The sun;Or, the three golden hairs of the old man Vsévède
“He is a silly fellow. He has but to place his oars in the hands of the first comer and jump ashore. Whoever receives the oars will replace him as ferryman. But leave me in peace now, mother, and do not wake me again. I have to rise very early, and must first dry the eyes of a princess. The poor thing spends all night weeping for her husband who has been sent by the king to get three of my golden hairs.”
Next morning the wind whistled round Dède-Vsévède’s palace, and instead of an old man, a beautiful child with golden hair awoke on the old woman’s lap. It was the glorious sun. He bade her good-bye, and flew out of the eastern window. The old woman turned up the bucket and said to Plavacek, “Look, here are the three golden hairs. You now know the answers to your questions. May God direct you and send you a prosperous journey. You will not see me again, for you will have no further need of me.”
He thanked her gratefully and left her. On arriving at the town with the dried-up well, he was questioned by the king as to what news he had brought.

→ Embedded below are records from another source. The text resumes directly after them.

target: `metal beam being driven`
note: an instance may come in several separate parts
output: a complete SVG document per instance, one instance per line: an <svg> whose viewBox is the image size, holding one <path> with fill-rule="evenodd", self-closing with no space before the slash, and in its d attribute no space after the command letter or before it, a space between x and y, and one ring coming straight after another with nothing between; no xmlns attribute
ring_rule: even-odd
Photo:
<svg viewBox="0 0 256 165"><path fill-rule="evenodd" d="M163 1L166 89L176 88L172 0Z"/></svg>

“Have the well carefully cleaned out,” said he, “kill the frog that obstructs the spring, and the wonderful water will flow again.”
The king did as he was advised, and rejoiced to see the water return. He gave Plavacek twelve swan-white horses, and as much gold and silver as they could carry.
On reaching the second town and being asked by the king what news he had brought, he replied, “Excellent; one could not wish for better. Dig up your apple-tree, kill the snake that lies among the roots, transplant the tree, and it will produce apples like those of former times.”
And all turned out as he had said, for no sooner was the tree replanted than it was covered with blossoms that gave it the appearance of a sea of roses. The delighted king gave him twelve raven-black horses, laden with as much wealth as they could carry. He then journeyed to the shores of the Black Sea. There the boatman questioned him as to what news he had brought respecting his release.